Beekeeping adventures

We went out to Living Kitchen today and picked up our Italian hive. The farm is up for sale and has been for several months, and we wanted to move the girls before somebody bought the property. We’d just put the hive out there on a handshake, and we didn’t want to take a chance on the new owners either destroying it or trying to claim ownership of it, so we waited for the girls to draw down their winter stores (thus making the hive lighter) and then loaded it up in the back of the truck and brought it home.

It’s one of the stronger colonies we’ve had in recent memory.

Speaking of strong colonies, I have high hopes for the Texas-bred Buckfasts we got last year. A lot of beekeepers don’t like the Buckfasts from this particular supplier, because they’re ornery little cusses, but I like a hot hive. Bees that are aggressive about defending themselves are not likely to let wax moths or hive beetles sneak in and take over when I’m not looking.

One of our chickens made the mistake of tunneling her way to freedom and treating the Buckfast hive like a smorgasbord while I was in New Mexico.
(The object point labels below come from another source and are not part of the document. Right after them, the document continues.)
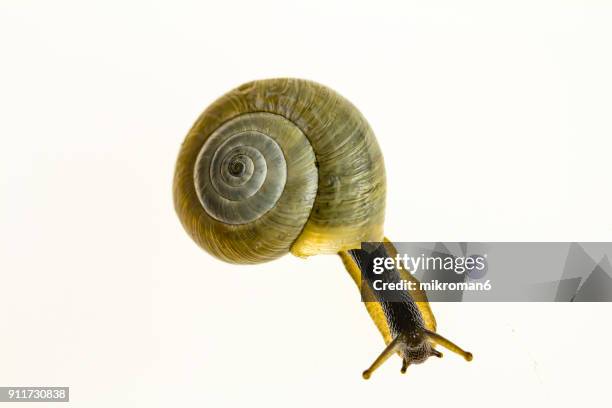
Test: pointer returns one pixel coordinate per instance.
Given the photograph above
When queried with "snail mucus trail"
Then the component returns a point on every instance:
(288, 165)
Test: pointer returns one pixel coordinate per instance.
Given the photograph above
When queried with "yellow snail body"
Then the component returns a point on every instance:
(288, 165)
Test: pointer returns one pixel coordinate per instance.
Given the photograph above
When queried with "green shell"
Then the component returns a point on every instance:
(280, 165)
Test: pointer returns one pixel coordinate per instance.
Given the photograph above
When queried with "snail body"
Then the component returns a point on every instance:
(288, 165)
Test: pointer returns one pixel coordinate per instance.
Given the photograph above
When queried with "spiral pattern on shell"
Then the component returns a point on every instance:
(276, 166)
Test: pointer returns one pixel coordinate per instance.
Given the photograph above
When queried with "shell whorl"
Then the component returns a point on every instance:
(276, 166)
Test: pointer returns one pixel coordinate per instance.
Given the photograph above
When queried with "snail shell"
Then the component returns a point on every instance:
(277, 166)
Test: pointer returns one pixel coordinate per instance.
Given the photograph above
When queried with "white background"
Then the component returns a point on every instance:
(495, 123)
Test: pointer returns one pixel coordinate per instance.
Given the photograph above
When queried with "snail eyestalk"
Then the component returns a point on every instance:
(387, 352)
(436, 338)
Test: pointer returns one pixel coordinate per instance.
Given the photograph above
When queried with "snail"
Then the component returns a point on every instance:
(288, 165)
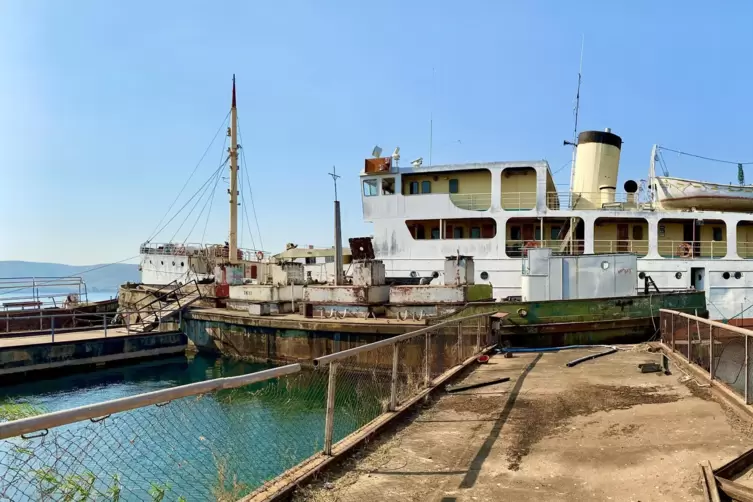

Ron called one night to report that the bees had actually stung her to death. Poor thing probably went over there in search of a snack, got stung once, and then agitated the colony by flailing around and flapping her wings in a panic.

I feel sorry for the chicken, but I’m kind of glad to know the bees are quick to protect themselves from intruders. It was after dark when we moved the Italian hive into our bee yard here in Red Fork, and several dozen Buckfasts promptly came outside to watch what we were doing and make sure we didn’t try anything stupid.